Herb's [pictured] image of Louis above is precious for several reasons. In addition to it being one of the rare images of the trumpeter wearing a near scowl, Louis is also smoking one of his many daily joints in a casually brazen, quasi-medicinal way. What's more, Louis' "off duty" expression allows you to see the subtle difference between the trumpet legend's two eyes. His left eye looks rather relaxed and resigned while his right eye is vigilantly sizing up every detail and nuance of what's before him.
I contacted Herb and asked him what was going on when he made this photo:
"Louis isn't angry here. He's hot. We all were. The image was taken in July 1960, aboard Louis' band bus heading to a concert in Tanglewood, Mass. The bus—like all buses back then—wasn't air-conditioned. The seats were bolt upright. And there was no bathroom on board. Louis was wearing shorts, rolled down socks, sandals and an open shirt. We were all dressed light.
"I was along to take photos for Metronome magazine. We were traveling through Connecticut at this point. I was walking up and down the bus's aisle taking photos of different band members when I noticed the Star of David around Louis' neck. Later I learned it was a gift given to him as a birthday present from the Karnovsky family of New Orleans. They had helped Louis as a child by feeding him, giving him shelter and seeing that he did not get into trouble. He was buried with the necklace after he died in 1971.

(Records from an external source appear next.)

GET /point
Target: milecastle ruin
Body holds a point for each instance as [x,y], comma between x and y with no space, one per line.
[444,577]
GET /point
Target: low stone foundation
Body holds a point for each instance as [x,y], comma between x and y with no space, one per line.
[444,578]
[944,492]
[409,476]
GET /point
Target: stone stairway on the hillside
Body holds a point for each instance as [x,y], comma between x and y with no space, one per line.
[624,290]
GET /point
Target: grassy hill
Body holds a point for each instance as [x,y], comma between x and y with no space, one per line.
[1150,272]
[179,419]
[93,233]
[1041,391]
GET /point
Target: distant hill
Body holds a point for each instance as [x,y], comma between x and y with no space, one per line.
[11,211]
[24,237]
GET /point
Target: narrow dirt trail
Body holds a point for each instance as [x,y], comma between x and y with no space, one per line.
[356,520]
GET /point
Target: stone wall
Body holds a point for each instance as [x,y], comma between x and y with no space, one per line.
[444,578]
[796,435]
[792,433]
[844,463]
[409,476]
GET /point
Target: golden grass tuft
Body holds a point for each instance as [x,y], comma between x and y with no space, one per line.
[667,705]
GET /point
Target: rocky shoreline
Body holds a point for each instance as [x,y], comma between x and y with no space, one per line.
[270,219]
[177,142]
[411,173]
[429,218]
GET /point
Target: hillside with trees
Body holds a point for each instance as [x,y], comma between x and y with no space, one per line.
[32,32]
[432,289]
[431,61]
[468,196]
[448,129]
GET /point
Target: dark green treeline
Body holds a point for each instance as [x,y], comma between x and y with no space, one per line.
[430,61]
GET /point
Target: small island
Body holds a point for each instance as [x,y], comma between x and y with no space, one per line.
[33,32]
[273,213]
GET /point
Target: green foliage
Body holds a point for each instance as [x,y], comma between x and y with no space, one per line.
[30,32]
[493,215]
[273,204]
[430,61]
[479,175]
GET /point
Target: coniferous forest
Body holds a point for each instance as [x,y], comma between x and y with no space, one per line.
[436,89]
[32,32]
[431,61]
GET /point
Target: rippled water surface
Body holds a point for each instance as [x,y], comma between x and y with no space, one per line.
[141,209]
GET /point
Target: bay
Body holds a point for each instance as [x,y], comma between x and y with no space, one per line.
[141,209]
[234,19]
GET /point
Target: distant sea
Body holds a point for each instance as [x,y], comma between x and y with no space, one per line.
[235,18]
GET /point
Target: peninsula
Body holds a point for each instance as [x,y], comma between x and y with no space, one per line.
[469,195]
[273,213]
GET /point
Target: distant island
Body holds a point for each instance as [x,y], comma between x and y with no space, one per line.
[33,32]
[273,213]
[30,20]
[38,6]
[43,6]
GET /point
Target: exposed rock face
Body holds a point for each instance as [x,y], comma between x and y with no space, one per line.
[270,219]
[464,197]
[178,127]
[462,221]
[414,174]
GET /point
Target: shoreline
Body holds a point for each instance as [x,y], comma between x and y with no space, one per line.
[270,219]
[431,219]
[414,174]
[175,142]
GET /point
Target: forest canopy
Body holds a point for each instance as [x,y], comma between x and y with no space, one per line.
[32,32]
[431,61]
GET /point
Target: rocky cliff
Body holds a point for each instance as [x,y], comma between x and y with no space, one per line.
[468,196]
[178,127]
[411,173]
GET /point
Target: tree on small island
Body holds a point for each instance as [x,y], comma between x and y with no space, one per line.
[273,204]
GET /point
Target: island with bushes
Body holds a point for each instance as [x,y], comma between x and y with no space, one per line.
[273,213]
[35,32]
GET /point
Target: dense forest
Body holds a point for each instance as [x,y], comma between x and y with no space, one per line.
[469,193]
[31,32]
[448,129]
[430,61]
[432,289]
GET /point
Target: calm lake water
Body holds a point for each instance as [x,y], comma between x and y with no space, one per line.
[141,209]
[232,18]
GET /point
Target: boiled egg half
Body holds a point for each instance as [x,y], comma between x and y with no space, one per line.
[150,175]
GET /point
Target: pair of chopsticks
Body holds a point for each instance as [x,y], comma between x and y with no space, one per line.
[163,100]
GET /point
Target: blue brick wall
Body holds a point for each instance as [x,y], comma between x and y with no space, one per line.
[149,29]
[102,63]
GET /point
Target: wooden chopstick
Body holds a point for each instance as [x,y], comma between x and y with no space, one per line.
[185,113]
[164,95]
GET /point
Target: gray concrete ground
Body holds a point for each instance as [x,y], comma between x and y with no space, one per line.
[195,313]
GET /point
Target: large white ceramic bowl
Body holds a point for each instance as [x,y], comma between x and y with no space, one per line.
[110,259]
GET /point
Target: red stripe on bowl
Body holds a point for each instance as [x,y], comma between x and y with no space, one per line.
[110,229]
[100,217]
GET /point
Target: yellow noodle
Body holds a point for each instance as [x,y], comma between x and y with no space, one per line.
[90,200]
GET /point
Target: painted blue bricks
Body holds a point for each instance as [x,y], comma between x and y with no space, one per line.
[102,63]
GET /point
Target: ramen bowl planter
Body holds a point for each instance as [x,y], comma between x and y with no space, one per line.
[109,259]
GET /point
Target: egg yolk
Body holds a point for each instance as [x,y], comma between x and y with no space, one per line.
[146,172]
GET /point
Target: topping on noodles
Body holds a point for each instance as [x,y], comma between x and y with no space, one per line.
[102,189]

"I casually sat on the armrest of the seat in front of Louis. I was in my mid-20s then and felt relaxed enough to engage him. I looked at him and smiled. He looked at me. We didn't speak. I was so taken by who he was, I had nothing to say. I just raised my camera and took images. Because that’s what I did. I think by this point in the trip Louis was feeling mellow from the joint he was smoking. He smoked pot on a consistent basis. After I made my images I moved on.
When I think back on this photo, like many of the photos I took then, it was the result of my naivete. If I had thought about what I was doing and who Louis was, I would have been too intimidated to get that close to him.
"I used a Nikon SP Rangefinder, a non-motor drive 35mm camera. There were a few outtakes [pictured]. In fact, the Metronome editors chose another image for the cover that was quite different from the one I preferred. The editors were concerned that Louis was smoking.
"Louis didn't mind me photographing him. Many jazz artists, like stars in any field, are as involved with the camera as I am behind it. Louis certainly understood the power of photography and what it could do and not do for him.
"When we arrived in Tanglewood, Louis gave a wonderful concert, with Trummy Young on trombone, Barney Bigard on clarinet, Billie Kyle on piano, Mort Herbert on bass, and Danny Barcelona on drums. What a great group of talented musicians!"